# Anzeige Probleme Sansa Fuze(Reparatur?)



## digu25 (25. März 2009)

Ich habe meine Fuze schon seit ungefähr 3 Monaten und habe plötzlich ein Problem: Beim Angehen wir das Logo nicht angezeigt. man sieht das Menü. Musik läuft normal(inzwischen formatiert & firmware neu aufgespielt).
Sobald ich aber ein Knpf drücke wird das Display für ungefähr 10 sec. Dunkel wird für eine Sekunde angezigt und wird wieder Dunkel, aber die Tasten funktionieren.
Und sobald ich es am PC anstecke wird ganz Normal lesen schreiben bzw. laden angezeigt. 
Ich weiß nicht ob sich hier jemand auskennt mit sandisk garantie? Beim MM würde das zur Reparatur geschickt( Dauert ewig) Deshalb würde ich gerne noch versuchen das Problem zu lösen.

Könnt ihr mir helfen oder kennt evt. noch ein besseres Forum wo sich auskennt mit dem MP4Player?
Vielen Dank für jede Hilfe


----------



## Herbboy (25. März 2009)

hast du bei MM denn wirklich mal gefragt? bei nur 3 monaten alter geben die dir vtl. doch direkt nen neuen mit.

FALLS die es einsenden, dann wird es über sansa aber auch nicht schneller gehen außer vlt. 2-3 tage wegen weglassen des umwegen über MM. dafür würdest du aber gewährleistungsansprüche gegenüber MM nicht eingefordert haben.

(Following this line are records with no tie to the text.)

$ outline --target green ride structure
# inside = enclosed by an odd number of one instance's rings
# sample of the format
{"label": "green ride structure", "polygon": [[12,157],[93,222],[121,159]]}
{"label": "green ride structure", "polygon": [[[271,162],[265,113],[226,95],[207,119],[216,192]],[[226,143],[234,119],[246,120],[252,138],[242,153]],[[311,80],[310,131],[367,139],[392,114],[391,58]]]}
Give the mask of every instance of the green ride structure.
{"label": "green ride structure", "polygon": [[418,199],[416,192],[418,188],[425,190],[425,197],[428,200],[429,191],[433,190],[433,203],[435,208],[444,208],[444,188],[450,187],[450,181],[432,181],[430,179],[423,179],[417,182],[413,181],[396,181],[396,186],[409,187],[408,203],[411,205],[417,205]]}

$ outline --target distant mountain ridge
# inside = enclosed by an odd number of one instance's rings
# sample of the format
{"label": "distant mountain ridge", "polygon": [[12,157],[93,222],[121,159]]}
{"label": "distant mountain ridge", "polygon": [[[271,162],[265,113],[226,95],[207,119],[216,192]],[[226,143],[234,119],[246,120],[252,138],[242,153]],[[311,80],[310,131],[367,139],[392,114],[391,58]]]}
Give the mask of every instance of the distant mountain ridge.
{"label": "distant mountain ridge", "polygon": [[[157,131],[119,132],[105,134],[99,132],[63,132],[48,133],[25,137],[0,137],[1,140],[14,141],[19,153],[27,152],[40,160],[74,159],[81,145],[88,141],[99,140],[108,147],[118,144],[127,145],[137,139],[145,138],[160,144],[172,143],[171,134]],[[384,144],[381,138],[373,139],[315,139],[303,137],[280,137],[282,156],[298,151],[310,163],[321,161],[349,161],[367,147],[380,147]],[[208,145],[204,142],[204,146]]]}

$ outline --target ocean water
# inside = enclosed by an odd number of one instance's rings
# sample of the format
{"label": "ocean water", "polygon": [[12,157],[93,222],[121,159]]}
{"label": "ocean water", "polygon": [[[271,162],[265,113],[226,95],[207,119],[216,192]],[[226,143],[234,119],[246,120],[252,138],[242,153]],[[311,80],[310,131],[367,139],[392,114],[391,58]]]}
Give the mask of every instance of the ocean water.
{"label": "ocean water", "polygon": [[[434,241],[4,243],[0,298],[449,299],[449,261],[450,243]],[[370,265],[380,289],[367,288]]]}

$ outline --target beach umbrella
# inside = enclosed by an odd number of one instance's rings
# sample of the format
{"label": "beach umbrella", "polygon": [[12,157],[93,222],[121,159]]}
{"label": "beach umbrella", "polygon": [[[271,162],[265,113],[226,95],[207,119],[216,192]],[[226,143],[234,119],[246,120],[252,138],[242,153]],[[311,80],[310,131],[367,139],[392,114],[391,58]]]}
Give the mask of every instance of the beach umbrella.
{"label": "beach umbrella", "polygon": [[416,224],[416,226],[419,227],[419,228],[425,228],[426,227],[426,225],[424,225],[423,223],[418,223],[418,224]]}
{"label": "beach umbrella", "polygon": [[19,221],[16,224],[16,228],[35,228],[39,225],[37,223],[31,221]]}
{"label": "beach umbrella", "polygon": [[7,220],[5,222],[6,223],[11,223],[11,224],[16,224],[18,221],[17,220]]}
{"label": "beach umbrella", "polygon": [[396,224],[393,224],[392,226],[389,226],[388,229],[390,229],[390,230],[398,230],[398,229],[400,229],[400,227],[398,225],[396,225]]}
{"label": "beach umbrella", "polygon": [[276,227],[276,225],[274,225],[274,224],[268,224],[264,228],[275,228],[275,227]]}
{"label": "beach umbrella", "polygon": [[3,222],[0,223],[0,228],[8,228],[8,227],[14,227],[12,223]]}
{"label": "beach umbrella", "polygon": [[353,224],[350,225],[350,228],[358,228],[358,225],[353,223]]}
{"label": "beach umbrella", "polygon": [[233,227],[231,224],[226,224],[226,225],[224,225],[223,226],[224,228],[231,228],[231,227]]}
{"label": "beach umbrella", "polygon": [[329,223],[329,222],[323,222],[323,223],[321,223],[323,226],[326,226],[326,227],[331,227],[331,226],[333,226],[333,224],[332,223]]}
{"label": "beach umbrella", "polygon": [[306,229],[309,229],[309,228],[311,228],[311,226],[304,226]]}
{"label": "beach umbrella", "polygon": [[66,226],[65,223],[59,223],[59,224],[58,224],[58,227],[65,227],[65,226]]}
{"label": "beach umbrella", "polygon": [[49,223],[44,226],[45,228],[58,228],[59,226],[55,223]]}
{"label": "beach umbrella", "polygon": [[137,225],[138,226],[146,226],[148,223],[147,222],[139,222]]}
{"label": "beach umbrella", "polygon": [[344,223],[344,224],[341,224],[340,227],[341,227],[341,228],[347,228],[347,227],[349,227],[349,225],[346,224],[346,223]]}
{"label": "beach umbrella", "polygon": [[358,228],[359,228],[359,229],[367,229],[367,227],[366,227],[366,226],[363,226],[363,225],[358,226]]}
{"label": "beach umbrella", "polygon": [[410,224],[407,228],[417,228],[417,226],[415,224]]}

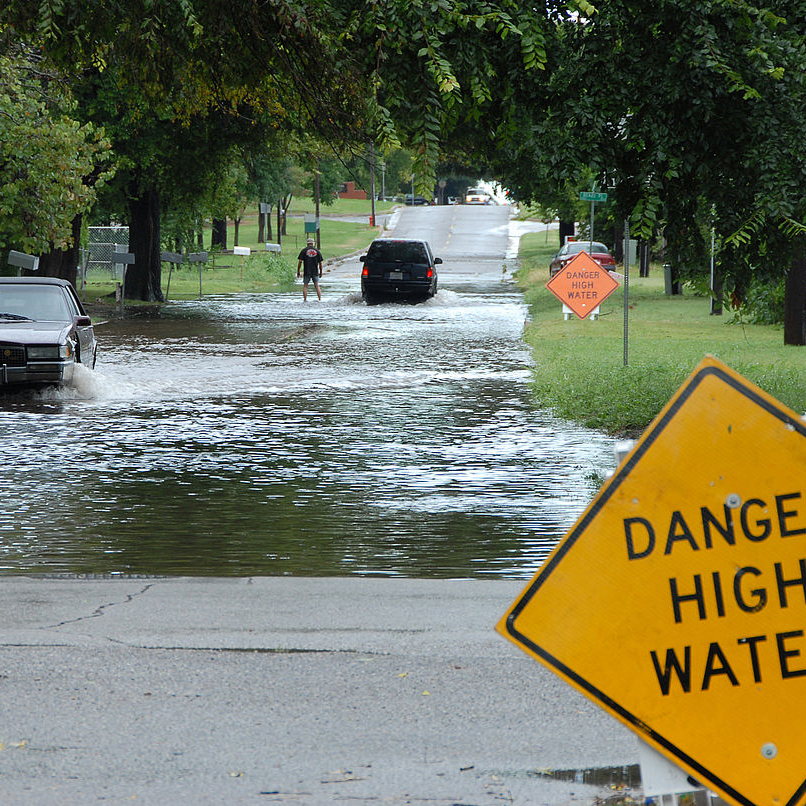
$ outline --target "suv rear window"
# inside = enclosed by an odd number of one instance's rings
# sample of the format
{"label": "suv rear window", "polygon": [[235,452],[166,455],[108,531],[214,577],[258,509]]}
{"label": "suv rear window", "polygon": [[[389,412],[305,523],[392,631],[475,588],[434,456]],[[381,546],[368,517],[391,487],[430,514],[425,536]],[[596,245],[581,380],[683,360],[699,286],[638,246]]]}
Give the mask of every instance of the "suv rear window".
{"label": "suv rear window", "polygon": [[421,243],[375,241],[369,248],[367,260],[378,263],[428,263],[428,255]]}

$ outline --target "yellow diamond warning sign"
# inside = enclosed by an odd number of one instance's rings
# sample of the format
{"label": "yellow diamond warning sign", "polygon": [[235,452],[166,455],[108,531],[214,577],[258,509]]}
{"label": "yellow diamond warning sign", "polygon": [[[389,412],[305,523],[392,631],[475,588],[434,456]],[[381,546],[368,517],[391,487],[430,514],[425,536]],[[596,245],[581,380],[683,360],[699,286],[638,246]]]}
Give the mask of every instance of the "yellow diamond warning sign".
{"label": "yellow diamond warning sign", "polygon": [[618,288],[618,281],[587,252],[580,252],[557,271],[546,288],[584,319]]}
{"label": "yellow diamond warning sign", "polygon": [[498,624],[735,804],[806,804],[806,423],[706,358]]}

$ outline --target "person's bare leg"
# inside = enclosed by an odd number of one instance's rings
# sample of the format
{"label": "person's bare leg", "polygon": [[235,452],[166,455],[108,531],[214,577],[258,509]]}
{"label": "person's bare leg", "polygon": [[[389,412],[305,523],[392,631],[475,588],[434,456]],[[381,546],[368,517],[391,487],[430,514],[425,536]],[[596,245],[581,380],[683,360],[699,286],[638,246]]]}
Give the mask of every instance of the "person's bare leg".
{"label": "person's bare leg", "polygon": [[308,301],[308,281],[307,280],[305,280],[302,283],[302,301],[303,302]]}
{"label": "person's bare leg", "polygon": [[319,297],[319,299],[321,300],[322,292],[319,290],[319,282],[317,280],[313,281],[313,287],[316,289],[316,296]]}

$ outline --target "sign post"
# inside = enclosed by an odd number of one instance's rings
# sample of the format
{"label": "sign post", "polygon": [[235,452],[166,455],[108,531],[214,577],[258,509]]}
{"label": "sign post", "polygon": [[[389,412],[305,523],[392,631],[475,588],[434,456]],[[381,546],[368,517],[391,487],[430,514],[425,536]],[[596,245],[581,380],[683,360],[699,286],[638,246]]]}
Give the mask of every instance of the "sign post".
{"label": "sign post", "polygon": [[179,266],[184,260],[179,252],[160,252],[160,260],[163,263],[169,263],[168,269],[168,287],[165,289],[165,301],[168,301],[168,295],[171,293],[171,275],[174,271],[174,266]]}
{"label": "sign post", "polygon": [[498,630],[730,803],[806,804],[806,422],[706,357]]}
{"label": "sign post", "polygon": [[624,366],[630,363],[630,263],[632,263],[632,244],[630,240],[630,222],[624,219]]}
{"label": "sign post", "polygon": [[[593,187],[596,187],[595,182],[593,183]],[[593,210],[596,206],[596,202],[607,201],[607,193],[598,193],[596,190],[583,190],[582,193],[579,194],[579,198],[581,201],[589,201],[591,203],[590,251],[593,252]]]}

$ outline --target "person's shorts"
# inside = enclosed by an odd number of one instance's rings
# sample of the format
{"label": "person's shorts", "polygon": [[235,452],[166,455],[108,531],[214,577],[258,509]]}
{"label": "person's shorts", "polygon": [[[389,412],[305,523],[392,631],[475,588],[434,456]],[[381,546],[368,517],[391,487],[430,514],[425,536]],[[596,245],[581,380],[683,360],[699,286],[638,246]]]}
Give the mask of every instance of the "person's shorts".
{"label": "person's shorts", "polygon": [[314,283],[319,282],[319,272],[318,271],[314,272],[313,274],[308,274],[307,271],[304,273],[303,278],[302,278],[302,282],[305,283],[305,285],[308,285],[308,283],[310,283],[311,280],[313,280]]}

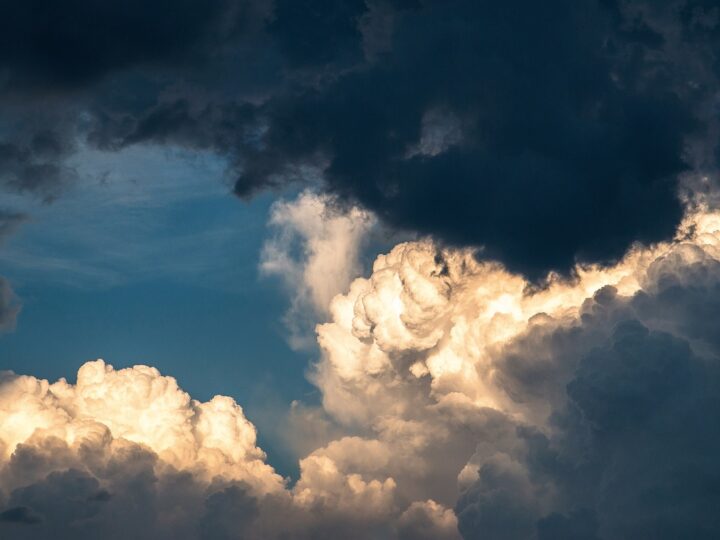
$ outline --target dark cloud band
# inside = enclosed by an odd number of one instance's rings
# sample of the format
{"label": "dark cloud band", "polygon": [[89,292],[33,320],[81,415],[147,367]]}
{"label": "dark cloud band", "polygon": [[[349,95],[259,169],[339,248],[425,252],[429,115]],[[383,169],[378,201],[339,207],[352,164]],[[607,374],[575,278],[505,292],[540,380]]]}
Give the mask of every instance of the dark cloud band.
{"label": "dark cloud band", "polygon": [[226,156],[241,196],[309,168],[540,276],[667,238],[678,176],[714,166],[701,1],[6,3],[0,179],[46,197],[78,139],[180,144]]}

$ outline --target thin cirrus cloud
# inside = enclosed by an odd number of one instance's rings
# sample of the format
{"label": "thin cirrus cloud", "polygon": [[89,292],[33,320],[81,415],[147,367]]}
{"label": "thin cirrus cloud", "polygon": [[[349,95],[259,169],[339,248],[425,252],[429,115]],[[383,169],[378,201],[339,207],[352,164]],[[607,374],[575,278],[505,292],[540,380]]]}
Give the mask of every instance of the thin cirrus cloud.
{"label": "thin cirrus cloud", "polygon": [[0,527],[712,538],[720,216],[691,211],[675,240],[576,273],[529,292],[472,250],[423,240],[380,255],[317,328],[322,403],[298,414],[334,427],[294,483],[232,399],[200,403],[151,367],[98,360],[75,384],[6,373]]}
{"label": "thin cirrus cloud", "polygon": [[[237,289],[254,277],[236,253],[255,250],[245,233],[264,217],[267,200],[244,213],[227,197],[223,161],[211,154],[137,147],[109,153],[85,148],[78,177],[52,204],[8,197],[0,235],[3,272],[22,284],[92,290],[143,279],[197,281]],[[259,240],[258,240],[259,243]]]}

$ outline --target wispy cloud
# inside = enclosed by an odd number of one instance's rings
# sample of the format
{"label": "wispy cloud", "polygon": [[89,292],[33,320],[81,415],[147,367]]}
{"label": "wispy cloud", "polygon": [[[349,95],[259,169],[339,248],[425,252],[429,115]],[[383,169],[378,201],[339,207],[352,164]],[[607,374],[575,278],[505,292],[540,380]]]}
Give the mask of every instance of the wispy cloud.
{"label": "wispy cloud", "polygon": [[269,202],[230,197],[221,159],[147,147],[86,150],[75,168],[72,196],[52,204],[10,198],[21,209],[13,216],[32,215],[0,250],[0,268],[14,281],[92,288],[172,279],[237,289],[253,280],[249,255]]}

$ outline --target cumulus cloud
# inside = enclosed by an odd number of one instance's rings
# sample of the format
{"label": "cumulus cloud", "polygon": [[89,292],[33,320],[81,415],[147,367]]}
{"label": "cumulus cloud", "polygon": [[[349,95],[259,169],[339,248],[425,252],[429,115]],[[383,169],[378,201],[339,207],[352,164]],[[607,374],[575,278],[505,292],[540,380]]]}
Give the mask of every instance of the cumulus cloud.
{"label": "cumulus cloud", "polygon": [[[232,399],[200,403],[147,366],[88,362],[76,384],[5,372],[0,425],[0,528],[14,538],[316,538],[351,525],[366,538],[399,514],[380,443],[336,441],[290,488]],[[447,512],[433,503],[424,519],[447,528]]]}
{"label": "cumulus cloud", "polygon": [[675,239],[575,274],[538,288],[429,240],[380,255],[318,326],[322,408],[295,407],[310,449],[294,483],[233,400],[197,402],[153,368],[90,362],[76,384],[7,373],[0,527],[716,537],[720,215],[692,210]]}
{"label": "cumulus cloud", "polygon": [[401,244],[318,328],[323,406],[383,444],[398,498],[454,506],[465,538],[710,538],[719,247],[701,211],[538,290]]}
{"label": "cumulus cloud", "polygon": [[275,234],[263,246],[260,271],[279,277],[292,295],[285,316],[292,345],[313,339],[312,328],[327,317],[332,298],[360,274],[361,249],[374,224],[372,214],[309,191],[273,204]]}
{"label": "cumulus cloud", "polygon": [[5,373],[2,397],[5,460],[30,440],[67,447],[70,454],[107,451],[107,457],[113,444],[127,444],[206,480],[242,480],[261,493],[282,485],[255,446],[254,426],[232,399],[199,403],[154,368],[116,371],[98,360],[82,366],[75,385]]}

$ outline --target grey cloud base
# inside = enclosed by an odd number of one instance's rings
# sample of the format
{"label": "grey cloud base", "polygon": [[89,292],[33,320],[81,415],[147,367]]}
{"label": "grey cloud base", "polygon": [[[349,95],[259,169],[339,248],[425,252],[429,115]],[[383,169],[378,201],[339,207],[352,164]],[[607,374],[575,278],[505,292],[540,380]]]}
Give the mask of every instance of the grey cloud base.
{"label": "grey cloud base", "polygon": [[463,536],[716,537],[717,380],[686,341],[620,323],[582,359],[557,432],[520,429],[526,455],[480,468],[456,507]]}

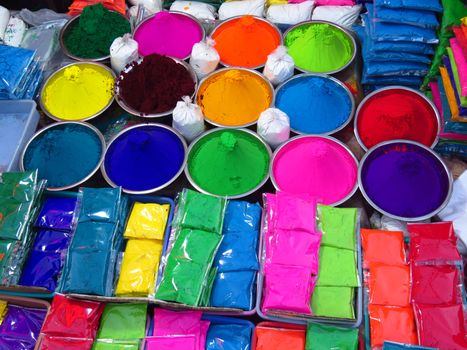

am besten kontaktiere sansa, wenn die sagen "o.k, zusenden, sie kriegen zu 99% nen neuen", dann mach das. aber ich denke, dass die den auch erstmal checken wollen, und im gegensatz zu MM musst du dann evlt. die versandkosten tragen, was bei nem 60€-gerät ärgerlich ist.


----------